Artigos de Braulio Tavares em sua coluna diária no "Jornal da Paraíba" (Campina Grande-PB), desde o 0001 (23 de março de 2003) até o 4098 (10 de abril de 2016). Do 4099 em diante, os textos estão sendo publicados apenas neste blog, devido ao fim da publicação do jornal impresso.
sábado, 30 de julho de 2011
2622) “Meia Noite em Paris” (30.7.2011)
Woody Allen, um adúltero notório, acaba de trair sua esposa Nova York com a sedutora Paris, dando-lhe em seu belo filme Meia Noite em Paris um tratamento visual que lembra, a cada instante, uma tela de Van Gogh, ou de Utrillo, ou de Renoir. Ninguém ama tanto Paris quanto os norte-americanos, com a intensidade do amor que brota entre temperamentos conflitantes. Gil Pender é mais um da série de alter-egos que Allen (hoje com 75 anos) vem desenvolvendo desde que admitiu estar velho demais para fazer protagonistas engraçados e românticos. Acho que ele escolhe o ator (Kenneth Branagh, John Cusack, Josh Brolin, etc.; agora, é Owen Wilson) e o instrui para imitar meticulosamente os trejeitos, maneirismos e modo de falar de “Woody Allen”, aquele ator-personagem de quarenta anos atrás. Muitas vezes funciona.
Eu poderia tentar provar que Woody Allen se inspirou no brasileiro Malba Tahan para conceber esta história, em que um escritor norte-americano visita Paris e dá um jeito de voltar aos anos 1920 para conviver, durante a madrugada, com escritores e artistas daquele período. Em Sob o Olhar de Deus, de Tahan, o protagonista Célio Musafir tem um sonho em que visita o Paraíso, que, ao invés da infinita biblioteca postulada por Jorge Luís Borges, é uma espécie de clube, onde Musafir fica circulando, tomando uns drinques (não lembro bem o quê, mas como se trata do Paraíso deve ser refresco de groselha) e conversando com Charles Dickens, Mark Twain, Voltaire, Oscar Wilde e outros. Bobagem minha defender essa tese; qual o artista ou escritor que não já sonhou que se encontrava com seus ídolos e estes o tratavam de igual para igual? É divertido ver Gertrude Stein usando o termo “ficção científica” ou Man Ray ouvindo com atenção a descrição de Gil sobre o que lhe aconteceu e dizendo: “Ah, sim, você saiu de um universo e entrou em outro. E daí? Normalíssimo”.

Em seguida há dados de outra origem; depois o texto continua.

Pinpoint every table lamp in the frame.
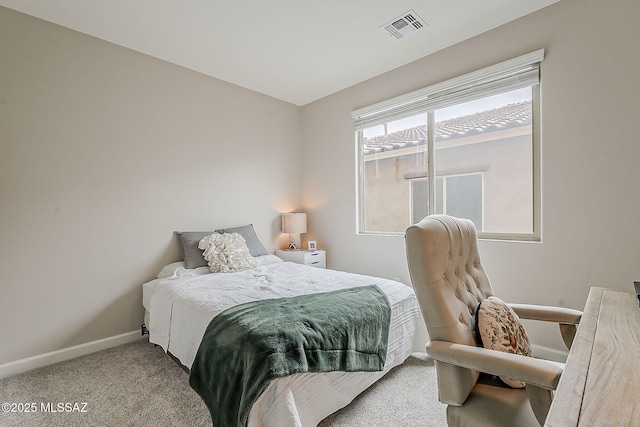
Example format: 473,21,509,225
282,212,307,250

O elemento fantástico do filme vem direto da série Além da Imaginação, onde a todo instante havia um trem, um automóvel, um elevador ou uma esquina conduzindo os personagens para um universo paralelo que os deslumbrava e lhes fornecia ensinamentos sobre o sentido da vida. Em outro seriado como Ilha da Fantasia, havia episódios em que surgiram personagens da história e da literatura para contracenar com os visitantes da ilha. Neste filme, Allen começa com uma premissa saudosista e nostálgica (“o passado era melhor”) e no final dá-lhe uma engenhosa dobradura crítica, voltando-a contra si mesma, com delicadeza e carinho. O filme é uma guinada imprevista na filmografia de Allen, que nos últimos filmes parecia acomodado a ser um reiterativo cronista conjugal. Midnight in Paris traz de volta uma mistura de lirismo e fantástico que ele explorou poucas vezes, mas sempre bem. O caráter cotidiano e reconhecível dos seus personagens ressalta melhor de encontro a um pano-de-fundo fantástico, como um pedaço de fotografia numa colagem de Braque.
Que viagem, hein?! ;)
ResponderExcluirBráulio, arrisco-me, também, numa teoria: ele poderia ter se inspirado em uma das Viagens de Gulliver: a passagem por Glubbdubbdrib, onde ele conversa com os fantasmas de figuras históricas, entre eles, Alexandre e César.
ResponderExcluirMas, como você expôs, é a abordagem de Allen que dá novo vigor a este motivo tão explorado pelos artistas - da grua da palavra.